Explains why the liberal academic establishment is so eager to politicize all facets of American life
>As economic integration increases, those nation-states lose the ability to meaningfully represent their populations in the order’s institutions. The more economic power the liberal order has, the more vestigial the nation-states become.
So the Dark Enlightenment has developed a brand of reactionary ideology that isn't wholly unjustified. It's true that power continues to flow into the hands of the elites, although this trend may not always continue
>We can continue to embrace the nationalist strategy of keeping the liberal order alive by creating the conditions under which it will die.
This is most probable. People can sense that the forces that govern their lives are far removed even from their national heads of government. So, their sense of nationalist exceptionalism will urge them towards reclaiming a semblance of power. The demarcations of left and right will invert. Studebaker suggests that regression to localism would lead to the resurrection of extremist ideologies such as communism and fascism. Recent events in Europe seem to support his claims. However, he does not remain totally convinced that this would be a bad development, compared to the all-obscuring veil of globalism.

>> No.19045008

the people in control are controlling your view.
all you have to do is look away abd see there is more emptyness to people than what is on the news.

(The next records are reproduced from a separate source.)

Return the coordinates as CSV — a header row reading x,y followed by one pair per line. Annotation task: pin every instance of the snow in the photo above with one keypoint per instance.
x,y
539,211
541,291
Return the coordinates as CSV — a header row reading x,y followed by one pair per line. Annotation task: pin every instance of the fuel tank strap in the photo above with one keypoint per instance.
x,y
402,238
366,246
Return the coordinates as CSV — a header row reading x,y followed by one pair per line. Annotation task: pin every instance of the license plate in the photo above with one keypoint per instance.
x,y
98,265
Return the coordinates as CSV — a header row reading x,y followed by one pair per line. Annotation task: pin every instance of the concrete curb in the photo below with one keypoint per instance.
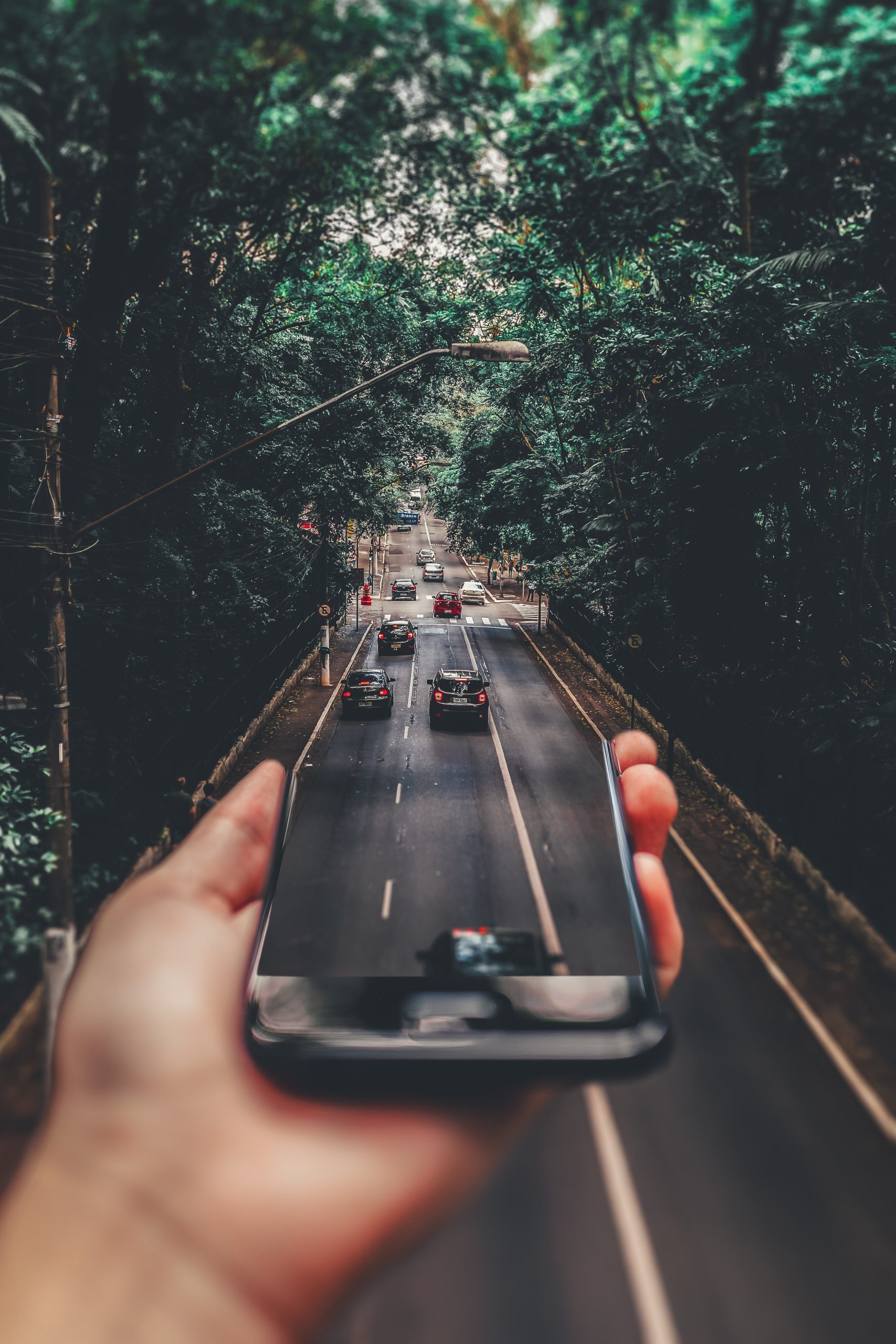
x,y
787,858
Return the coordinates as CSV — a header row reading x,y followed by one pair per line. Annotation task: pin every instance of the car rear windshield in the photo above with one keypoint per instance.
x,y
513,956
453,682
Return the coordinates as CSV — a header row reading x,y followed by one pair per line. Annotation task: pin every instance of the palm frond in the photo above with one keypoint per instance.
x,y
806,261
14,77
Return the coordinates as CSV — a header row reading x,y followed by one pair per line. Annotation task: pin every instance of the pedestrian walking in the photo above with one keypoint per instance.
x,y
207,800
179,812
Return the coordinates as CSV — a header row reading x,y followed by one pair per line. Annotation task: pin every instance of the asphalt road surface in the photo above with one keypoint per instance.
x,y
741,1195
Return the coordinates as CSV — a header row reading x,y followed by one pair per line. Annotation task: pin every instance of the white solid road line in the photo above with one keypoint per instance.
x,y
546,917
330,704
645,1280
642,1270
410,690
871,1100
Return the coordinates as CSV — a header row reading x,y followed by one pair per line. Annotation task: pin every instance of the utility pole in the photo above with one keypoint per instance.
x,y
59,940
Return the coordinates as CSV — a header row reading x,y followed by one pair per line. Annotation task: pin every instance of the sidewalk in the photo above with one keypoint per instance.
x,y
512,588
282,740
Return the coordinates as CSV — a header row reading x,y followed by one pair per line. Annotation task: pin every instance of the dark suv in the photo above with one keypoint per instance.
x,y
487,952
367,692
405,588
395,637
458,697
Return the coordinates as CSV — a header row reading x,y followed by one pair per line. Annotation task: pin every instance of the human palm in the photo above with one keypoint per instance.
x,y
276,1203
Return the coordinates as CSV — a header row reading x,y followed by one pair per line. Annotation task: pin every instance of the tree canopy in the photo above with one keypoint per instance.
x,y
686,210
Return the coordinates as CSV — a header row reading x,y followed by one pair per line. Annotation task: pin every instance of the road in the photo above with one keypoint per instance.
x,y
749,1199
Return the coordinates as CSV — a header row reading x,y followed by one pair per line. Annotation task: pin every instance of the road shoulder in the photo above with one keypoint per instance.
x,y
841,982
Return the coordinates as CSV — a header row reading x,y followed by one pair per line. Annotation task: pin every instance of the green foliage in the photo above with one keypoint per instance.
x,y
696,236
26,853
687,212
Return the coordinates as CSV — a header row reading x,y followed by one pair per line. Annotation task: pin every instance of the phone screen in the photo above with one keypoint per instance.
x,y
455,891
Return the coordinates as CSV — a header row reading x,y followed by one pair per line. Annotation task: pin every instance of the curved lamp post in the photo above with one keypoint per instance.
x,y
495,351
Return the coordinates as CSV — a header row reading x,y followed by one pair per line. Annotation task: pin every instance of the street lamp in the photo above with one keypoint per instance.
x,y
493,351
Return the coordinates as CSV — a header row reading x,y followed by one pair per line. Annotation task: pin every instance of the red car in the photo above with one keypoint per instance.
x,y
446,604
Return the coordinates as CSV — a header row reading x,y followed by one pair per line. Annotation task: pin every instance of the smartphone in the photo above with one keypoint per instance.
x,y
476,1006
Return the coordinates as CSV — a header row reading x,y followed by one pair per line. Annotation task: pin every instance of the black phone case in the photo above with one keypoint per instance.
x,y
493,1059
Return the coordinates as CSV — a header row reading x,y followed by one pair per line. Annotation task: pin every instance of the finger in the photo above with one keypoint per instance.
x,y
666,930
650,804
635,749
225,860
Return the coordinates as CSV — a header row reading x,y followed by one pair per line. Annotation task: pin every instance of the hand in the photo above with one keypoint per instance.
x,y
176,1194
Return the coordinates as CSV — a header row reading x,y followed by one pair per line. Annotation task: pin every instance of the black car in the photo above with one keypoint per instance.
x,y
458,695
395,637
405,588
367,692
487,952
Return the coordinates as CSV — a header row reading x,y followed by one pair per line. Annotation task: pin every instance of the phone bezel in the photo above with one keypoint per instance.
x,y
374,1061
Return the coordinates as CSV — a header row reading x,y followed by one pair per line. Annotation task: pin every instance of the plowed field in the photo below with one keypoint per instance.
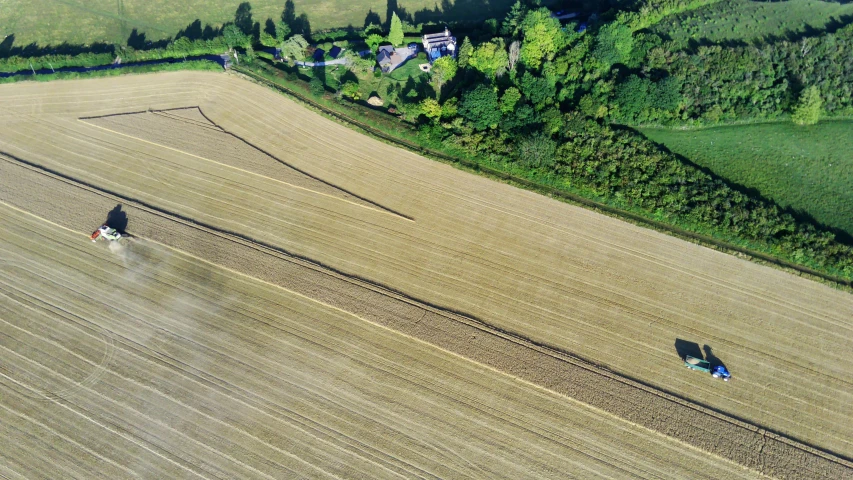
x,y
181,366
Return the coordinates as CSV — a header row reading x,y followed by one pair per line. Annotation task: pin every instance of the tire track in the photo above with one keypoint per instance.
x,y
538,364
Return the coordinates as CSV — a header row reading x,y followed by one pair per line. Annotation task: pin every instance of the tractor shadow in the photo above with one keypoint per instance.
x,y
117,219
685,348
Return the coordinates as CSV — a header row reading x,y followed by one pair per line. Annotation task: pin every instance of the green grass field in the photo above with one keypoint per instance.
x,y
88,21
749,20
807,168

orwell in a time of conglomerate publishers and yellow journalism.
should know that he is himself a part of the problem.
and like his main character in the book, catharsis happens when you say fuck the rules. imma do me.
stop doing your job.
stop following them.
just say hey to your neighbor and be minful of emergency exits.
its the best any of us can do.

>> No.19045078

>>19044697
>ancient divides of Left and Right
>ancient

>The terms "left" and "right" appeared during the French Revolution of 1789 when members of the National Assembly divided into supporters of the king to the president's right and supporters of the revolution to his left.

>> No.19046231

In order to properly understand the contemporary political climate I recommend the work of Antonio Gramsci, Maurice Merleau-Ponty, Louis Althusser, Slavoj Zizek, Claude Levi-Strauss, Jacques Lacan, Guy Debord, and Michel Foucault, Georges Sorel, Charles Péguy, and Alexander Kojève

>> No.19047747

>>19044697
>irreconcilable polarity of Local and Global
Whatever you mean by that is pure wrong. Locality can exist in some global federal government just as well or better as within a nation. Globalism is a utopian vision though. Nationalism is the strongest political force that exists.

>>19044978
>Don't know why this thread has no replies, maybe because lit doesn't actually read. Studebaker's assessment of the liberal order is lucid and adroit.
Because from the first paragraph it gives it away as totally ideological and wrong and I don't feel like reading beyond that. WWII was a war to export liberalism (and communism) by force, not just "defend it". The liberal institutions I suppose he's referring to that came out of WWII are the IMF, World Bank, etc but they were never about anything more than managing exchange rates and encouraging private investment not building up welfare states or anything like that. The biggest change occurred 50 years ago (not 30) when they went to floating rates and the macroeconomists embraced rational expectations and such instead of Keyensian notions on public spending.